Under the new reforms, withholding tax will now be applicable to a wider range of services, with a focus on improving compliance in sectors that have previously been underreported. The government has introduced stricter penalties for those found to be evading or under-declaring WHT obligations. The reforms also include increased digitization of tax collection processes to reduce manual errors and enhance transparency, making it easier for taxpayers to fulfill their obligations.
The Federal Inland Revenue Service (FIRS) has been tasked with the enforcement of the new WHT measures. In a statement, the FIRS emphasized that it would intensify its efforts to educate businesses and individuals about the new guidelines. This includes providing online resources, hosting webinars, and conducting training programs to ensure that taxpayers fully understand the changes and how they will impact their operations.

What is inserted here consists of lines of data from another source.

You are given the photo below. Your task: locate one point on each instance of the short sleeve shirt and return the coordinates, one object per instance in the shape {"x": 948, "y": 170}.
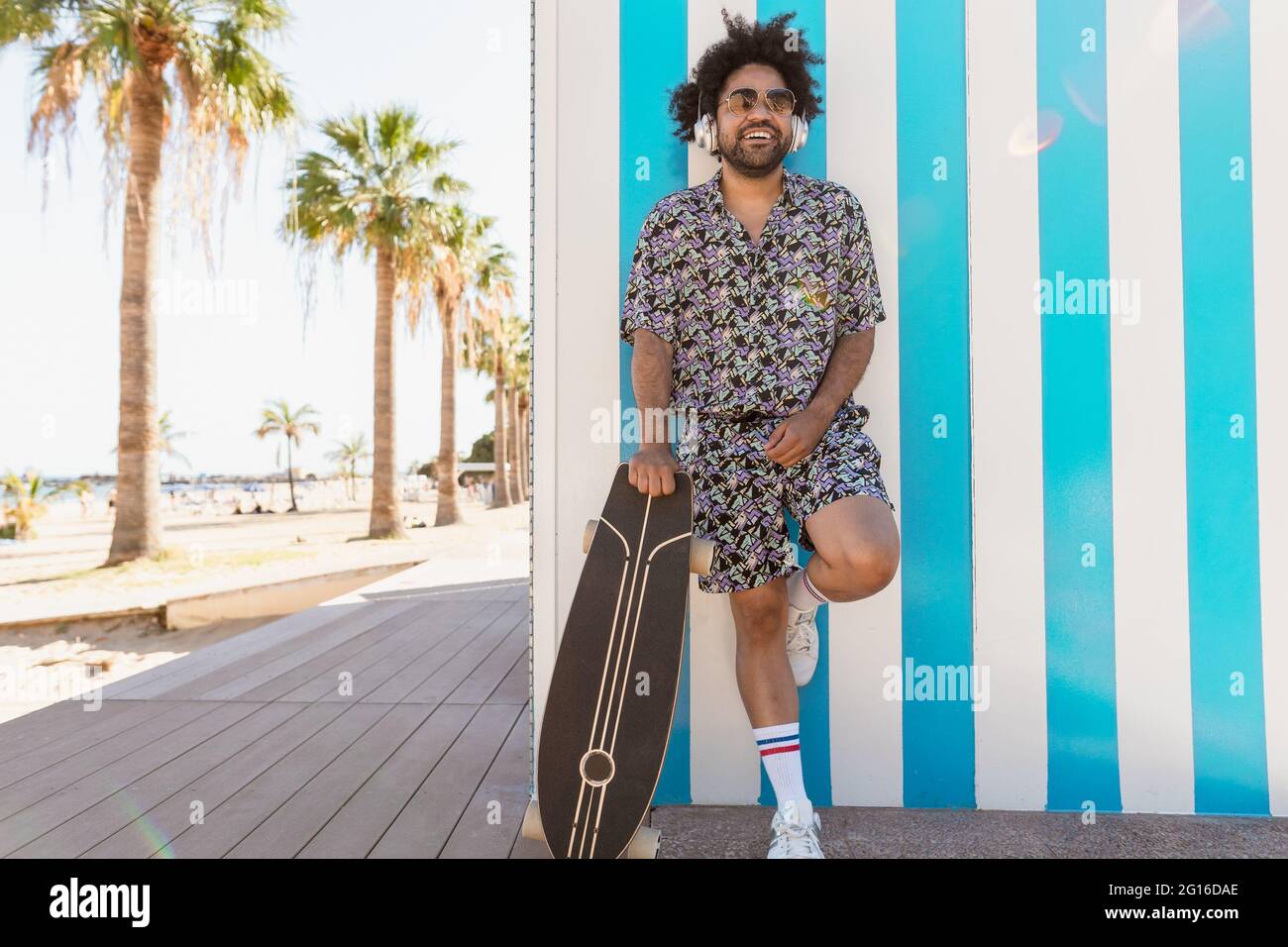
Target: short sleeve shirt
{"x": 752, "y": 325}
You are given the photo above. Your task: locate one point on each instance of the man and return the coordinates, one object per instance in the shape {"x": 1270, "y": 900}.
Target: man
{"x": 752, "y": 305}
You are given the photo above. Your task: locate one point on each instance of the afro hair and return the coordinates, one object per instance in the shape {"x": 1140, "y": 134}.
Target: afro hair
{"x": 769, "y": 44}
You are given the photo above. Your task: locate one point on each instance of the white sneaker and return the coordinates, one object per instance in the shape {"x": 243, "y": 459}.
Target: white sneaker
{"x": 797, "y": 827}
{"x": 802, "y": 643}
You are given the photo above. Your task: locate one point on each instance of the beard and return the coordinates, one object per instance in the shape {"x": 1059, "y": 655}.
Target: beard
{"x": 756, "y": 161}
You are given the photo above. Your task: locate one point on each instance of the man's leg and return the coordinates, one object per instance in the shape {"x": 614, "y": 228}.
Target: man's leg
{"x": 760, "y": 659}
{"x": 857, "y": 549}
{"x": 769, "y": 690}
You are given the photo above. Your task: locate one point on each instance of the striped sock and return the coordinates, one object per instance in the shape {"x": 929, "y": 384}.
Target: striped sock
{"x": 803, "y": 592}
{"x": 781, "y": 753}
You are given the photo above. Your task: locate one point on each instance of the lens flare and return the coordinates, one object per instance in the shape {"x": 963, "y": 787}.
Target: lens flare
{"x": 1035, "y": 133}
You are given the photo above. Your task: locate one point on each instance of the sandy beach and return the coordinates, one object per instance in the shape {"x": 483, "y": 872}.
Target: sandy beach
{"x": 207, "y": 551}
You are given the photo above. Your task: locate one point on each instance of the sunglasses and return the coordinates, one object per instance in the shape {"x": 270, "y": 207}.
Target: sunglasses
{"x": 742, "y": 101}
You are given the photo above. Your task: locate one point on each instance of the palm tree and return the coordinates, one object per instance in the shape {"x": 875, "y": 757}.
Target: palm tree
{"x": 522, "y": 381}
{"x": 376, "y": 188}
{"x": 456, "y": 270}
{"x": 191, "y": 65}
{"x": 30, "y": 501}
{"x": 348, "y": 455}
{"x": 166, "y": 436}
{"x": 278, "y": 419}
{"x": 487, "y": 350}
{"x": 514, "y": 337}
{"x": 483, "y": 355}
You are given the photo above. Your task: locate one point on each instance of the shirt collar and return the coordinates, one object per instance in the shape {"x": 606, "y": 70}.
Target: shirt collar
{"x": 715, "y": 200}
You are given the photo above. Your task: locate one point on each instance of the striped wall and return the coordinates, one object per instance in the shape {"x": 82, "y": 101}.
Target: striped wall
{"x": 1074, "y": 215}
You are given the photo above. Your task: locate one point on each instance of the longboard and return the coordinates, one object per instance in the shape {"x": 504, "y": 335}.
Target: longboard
{"x": 612, "y": 694}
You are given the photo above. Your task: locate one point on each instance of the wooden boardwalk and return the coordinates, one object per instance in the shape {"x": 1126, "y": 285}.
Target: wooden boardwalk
{"x": 394, "y": 722}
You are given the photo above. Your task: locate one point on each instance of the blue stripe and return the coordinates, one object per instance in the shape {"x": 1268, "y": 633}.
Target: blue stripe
{"x": 934, "y": 392}
{"x": 1073, "y": 228}
{"x": 777, "y": 740}
{"x": 653, "y": 163}
{"x": 1220, "y": 381}
{"x": 815, "y": 725}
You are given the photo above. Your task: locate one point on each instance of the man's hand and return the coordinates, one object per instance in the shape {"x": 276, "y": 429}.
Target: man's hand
{"x": 653, "y": 470}
{"x": 797, "y": 437}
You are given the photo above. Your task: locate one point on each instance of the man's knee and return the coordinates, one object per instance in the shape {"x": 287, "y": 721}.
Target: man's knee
{"x": 760, "y": 611}
{"x": 870, "y": 565}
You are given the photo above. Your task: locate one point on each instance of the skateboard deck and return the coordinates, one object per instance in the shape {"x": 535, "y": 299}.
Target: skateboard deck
{"x": 612, "y": 693}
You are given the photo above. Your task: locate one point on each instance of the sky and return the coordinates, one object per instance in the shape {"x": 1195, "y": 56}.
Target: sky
{"x": 232, "y": 341}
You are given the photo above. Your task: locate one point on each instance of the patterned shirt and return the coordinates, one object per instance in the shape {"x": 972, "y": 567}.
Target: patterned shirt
{"x": 752, "y": 326}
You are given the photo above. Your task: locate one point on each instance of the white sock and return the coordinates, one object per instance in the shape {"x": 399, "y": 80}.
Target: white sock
{"x": 781, "y": 753}
{"x": 803, "y": 592}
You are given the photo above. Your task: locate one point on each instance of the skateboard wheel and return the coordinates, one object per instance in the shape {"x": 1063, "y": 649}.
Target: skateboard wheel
{"x": 532, "y": 823}
{"x": 644, "y": 843}
{"x": 700, "y": 553}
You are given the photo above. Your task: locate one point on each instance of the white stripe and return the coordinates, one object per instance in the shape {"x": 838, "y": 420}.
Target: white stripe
{"x": 725, "y": 766}
{"x": 1006, "y": 368}
{"x": 578, "y": 204}
{"x": 866, "y": 637}
{"x": 1155, "y": 741}
{"x": 1270, "y": 249}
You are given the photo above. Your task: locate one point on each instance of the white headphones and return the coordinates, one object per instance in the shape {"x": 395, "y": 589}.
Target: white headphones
{"x": 704, "y": 131}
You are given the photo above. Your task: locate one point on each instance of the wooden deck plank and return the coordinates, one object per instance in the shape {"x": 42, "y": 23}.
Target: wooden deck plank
{"x": 296, "y": 821}
{"x": 439, "y": 684}
{"x": 428, "y": 819}
{"x": 391, "y": 656}
{"x": 361, "y": 822}
{"x": 236, "y": 817}
{"x": 487, "y": 676}
{"x": 71, "y": 724}
{"x": 154, "y": 681}
{"x": 132, "y": 802}
{"x": 514, "y": 686}
{"x": 47, "y": 772}
{"x": 73, "y": 797}
{"x": 243, "y": 676}
{"x": 357, "y": 652}
{"x": 165, "y": 821}
{"x": 411, "y": 674}
{"x": 493, "y": 817}
{"x": 257, "y": 731}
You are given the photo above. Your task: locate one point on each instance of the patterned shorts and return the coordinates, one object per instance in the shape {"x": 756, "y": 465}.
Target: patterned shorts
{"x": 739, "y": 493}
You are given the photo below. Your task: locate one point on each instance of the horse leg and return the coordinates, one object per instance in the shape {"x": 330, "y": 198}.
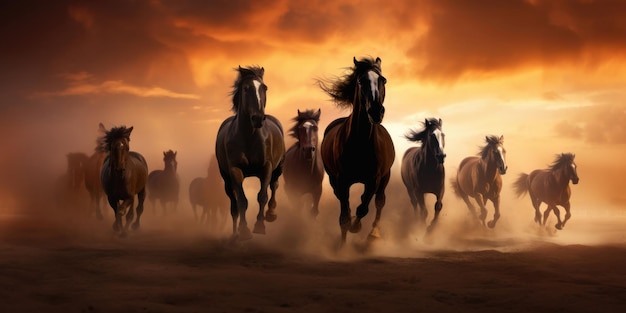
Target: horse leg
{"x": 483, "y": 211}
{"x": 423, "y": 212}
{"x": 438, "y": 206}
{"x": 496, "y": 214}
{"x": 363, "y": 208}
{"x": 271, "y": 215}
{"x": 317, "y": 195}
{"x": 566, "y": 206}
{"x": 141, "y": 196}
{"x": 381, "y": 198}
{"x": 559, "y": 224}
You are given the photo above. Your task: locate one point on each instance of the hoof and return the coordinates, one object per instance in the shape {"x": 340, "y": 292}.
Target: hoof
{"x": 244, "y": 234}
{"x": 270, "y": 217}
{"x": 356, "y": 226}
{"x": 259, "y": 228}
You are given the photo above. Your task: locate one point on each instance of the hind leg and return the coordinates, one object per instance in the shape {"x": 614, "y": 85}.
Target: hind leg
{"x": 380, "y": 201}
{"x": 141, "y": 196}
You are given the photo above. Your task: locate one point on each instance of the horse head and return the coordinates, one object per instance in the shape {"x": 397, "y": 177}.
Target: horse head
{"x": 371, "y": 88}
{"x": 169, "y": 158}
{"x": 305, "y": 131}
{"x": 249, "y": 95}
{"x": 498, "y": 151}
{"x": 116, "y": 142}
{"x": 437, "y": 139}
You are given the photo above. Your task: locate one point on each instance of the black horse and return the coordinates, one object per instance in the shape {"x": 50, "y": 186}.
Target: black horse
{"x": 303, "y": 169}
{"x": 250, "y": 143}
{"x": 422, "y": 168}
{"x": 124, "y": 175}
{"x": 357, "y": 148}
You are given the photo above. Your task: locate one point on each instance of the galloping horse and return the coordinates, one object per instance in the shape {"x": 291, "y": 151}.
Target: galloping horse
{"x": 250, "y": 143}
{"x": 207, "y": 193}
{"x": 550, "y": 186}
{"x": 422, "y": 168}
{"x": 357, "y": 148}
{"x": 124, "y": 175}
{"x": 303, "y": 168}
{"x": 164, "y": 184}
{"x": 480, "y": 178}
{"x": 93, "y": 184}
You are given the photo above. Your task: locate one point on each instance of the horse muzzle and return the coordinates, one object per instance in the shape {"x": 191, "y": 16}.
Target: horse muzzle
{"x": 257, "y": 121}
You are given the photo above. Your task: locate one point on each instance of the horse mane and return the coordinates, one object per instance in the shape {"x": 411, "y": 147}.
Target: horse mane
{"x": 428, "y": 125}
{"x": 104, "y": 142}
{"x": 169, "y": 155}
{"x": 244, "y": 73}
{"x": 491, "y": 141}
{"x": 343, "y": 88}
{"x": 563, "y": 159}
{"x": 301, "y": 118}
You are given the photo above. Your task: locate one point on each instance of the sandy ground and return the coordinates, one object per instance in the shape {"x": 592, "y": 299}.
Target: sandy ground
{"x": 54, "y": 262}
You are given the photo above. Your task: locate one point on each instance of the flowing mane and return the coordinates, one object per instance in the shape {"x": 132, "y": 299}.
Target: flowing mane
{"x": 491, "y": 141}
{"x": 342, "y": 89}
{"x": 563, "y": 159}
{"x": 104, "y": 142}
{"x": 419, "y": 135}
{"x": 252, "y": 72}
{"x": 301, "y": 118}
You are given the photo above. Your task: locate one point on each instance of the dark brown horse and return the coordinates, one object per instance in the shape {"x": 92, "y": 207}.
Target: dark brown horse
{"x": 93, "y": 184}
{"x": 124, "y": 175}
{"x": 207, "y": 192}
{"x": 550, "y": 186}
{"x": 250, "y": 143}
{"x": 357, "y": 148}
{"x": 422, "y": 168}
{"x": 479, "y": 177}
{"x": 303, "y": 168}
{"x": 164, "y": 185}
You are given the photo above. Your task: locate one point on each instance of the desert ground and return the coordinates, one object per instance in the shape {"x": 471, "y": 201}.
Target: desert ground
{"x": 64, "y": 260}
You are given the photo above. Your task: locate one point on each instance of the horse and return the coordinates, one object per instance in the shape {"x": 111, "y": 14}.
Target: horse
{"x": 124, "y": 174}
{"x": 250, "y": 144}
{"x": 204, "y": 192}
{"x": 480, "y": 177}
{"x": 164, "y": 184}
{"x": 357, "y": 148}
{"x": 422, "y": 168}
{"x": 550, "y": 186}
{"x": 303, "y": 170}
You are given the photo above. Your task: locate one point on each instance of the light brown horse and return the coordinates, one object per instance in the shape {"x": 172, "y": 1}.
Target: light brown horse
{"x": 357, "y": 148}
{"x": 303, "y": 170}
{"x": 250, "y": 144}
{"x": 124, "y": 176}
{"x": 208, "y": 193}
{"x": 479, "y": 177}
{"x": 422, "y": 169}
{"x": 550, "y": 186}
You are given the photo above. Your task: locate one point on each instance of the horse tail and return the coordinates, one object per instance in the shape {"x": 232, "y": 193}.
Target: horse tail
{"x": 456, "y": 188}
{"x": 521, "y": 185}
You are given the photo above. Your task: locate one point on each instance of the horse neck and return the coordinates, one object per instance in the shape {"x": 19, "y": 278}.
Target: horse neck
{"x": 490, "y": 167}
{"x": 359, "y": 125}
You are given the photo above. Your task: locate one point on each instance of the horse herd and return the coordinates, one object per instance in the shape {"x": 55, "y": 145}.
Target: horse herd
{"x": 354, "y": 149}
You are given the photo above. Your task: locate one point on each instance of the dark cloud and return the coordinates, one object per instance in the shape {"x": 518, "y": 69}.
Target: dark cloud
{"x": 491, "y": 36}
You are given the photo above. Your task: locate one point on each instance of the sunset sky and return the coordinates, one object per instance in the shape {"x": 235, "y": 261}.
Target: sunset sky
{"x": 547, "y": 74}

Tax experts have largely welcomed the reforms, noting that they have the potential to significantly boost Nigeria’s tax revenue and reduce the informal sector’s impact on the national economy. However, some business owners have expressed concerns about the potential for increased operational costs, as the new withholding tax rates may add to their financial burdens. They have called for further consultation and clearer guidelines on how the tax reforms will affect different industries.
As the implementation phase progresses, the Nigerian government is expected to closely monitor the effectiveness of the new withholding tax measures. The success of these reforms could have a lasting impact on Nigeria’s fiscal health, potentially increasing the country’s ability to fund critical infrastructure and social programs, while also reducing its reliance on oil revenue.